The acronym AOLI stands for “Adaptive Optics Lucky Imager”. This project aims at building a camera able to deliver diffraction limited images in the optical part of the spectrum. This instrument is designed for the 4.2-m William Herschel Telescope, in La Palma (Canary Islands), but is also built in the perspective of equipping in the future the 10.4-m Gran Telescopio de Canarias (GTC).


Obtaining optical diffraction limited images is very difficult to achieve from the ground considering. The atmospheric turbulence rapidly degrades the incoming wavefronts, which results in seeing-limited images with no spatial information below 0.8-1” resolution. Until a recent time, optical diffraction-limited images were only delivered by the HST, which operates in atmosphere-free conditions.


Since the original work of Antoine Labeyrie (1970) and David L. Fried (1978), it was shown that very short exposures of a source result into an irregular “speckled” image which characterize the instantaneous atmospheric turbulence. Several methods (e.g. the lucky imaging technique, the speckle interferometry and holography) have been developed to extract, under certain conditions, the high angular information from speckles data.


For long, “speckle science” has been scientifically limited to the observation of bright sources mainly because of read-out noise limitations of the detectors. As significant progress has been accomplished in the field of visible CCD detectors, in particular with EMCCD arrays, this has triggered a renaissance of the “fast imaging techniques”. This is what is exploited in AOLI.

 

How AOLI will work ?


AOLI will be constructed on the heritage of smaller scale fast imaging projects like FastCam or LuckyCam. These instruments have been operated mainly in the V, R and I bands on telescopes ranging from 1.5 to 5-m. These “first generation” instruments have equipped both telescopes with and without AO (e.g. 2.5-m NOT, 2.2-m CAHA, WHT+NAOMI).


Like for any ground-based corrected PSF, we can decompose the signal into a narrow coherent and diffraction-limited core surrounded by the incoherent “seeing” halo, which prominence depends on the quality of the turbulence correction. A modest correction of the turbulence - for instance due to particularly bad weather conditions - would lead to a significant fraction of the energy being rejected into the halo, unavoidably resulting in a poor dynamic range of the image. This is exactly what happens when for instance Lucky Imaging is implemented in the visible range on large telescopes (> 4m) with no wavefront correction: the speckle cloud is largely spread out over the seeing scale, and despite the applied shift-and-add process a halo forms around the coherent PSF core on a size scale comparable to the seeing (note that other techniques such as speckle holography can overcome this problem specific to the shift-and-add approach).

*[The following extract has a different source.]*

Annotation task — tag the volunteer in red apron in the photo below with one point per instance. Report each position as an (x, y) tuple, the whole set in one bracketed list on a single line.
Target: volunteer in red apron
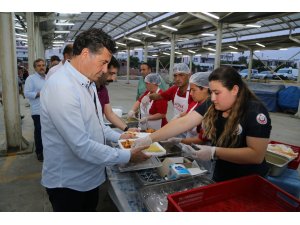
[(178, 93), (152, 113), (199, 90)]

This is the reason why Lucky Imaging becomes more efficient on mid-size telescope when assisted by AO low-order correction. If enough of the large turbulent scales are removed, then the resulting r0 (the “Fried parameter”) will become large enough compared to the telescope diameter so that we are back to a situation similar to what is obtained on a small 2.5-m telescope. And we will consequently become “luckier” to see flatter wavefronts entering the telescope.  Therefore AOLI will benefit from a low-order curvature wavefront-sensor that will be able to sense stars as faint as 16 mag in I. The science channel will be equipped with different filters. A particularity of the AOLI science channel is due to its large diffraction-limited field of view up to 1-2 arcminutes obtained with for EMCCD arrays in the focal plane.

AOLI will deliver a large amount of data cubes stored on external disks and later reduced to produce diffraction-limited images of the science targets.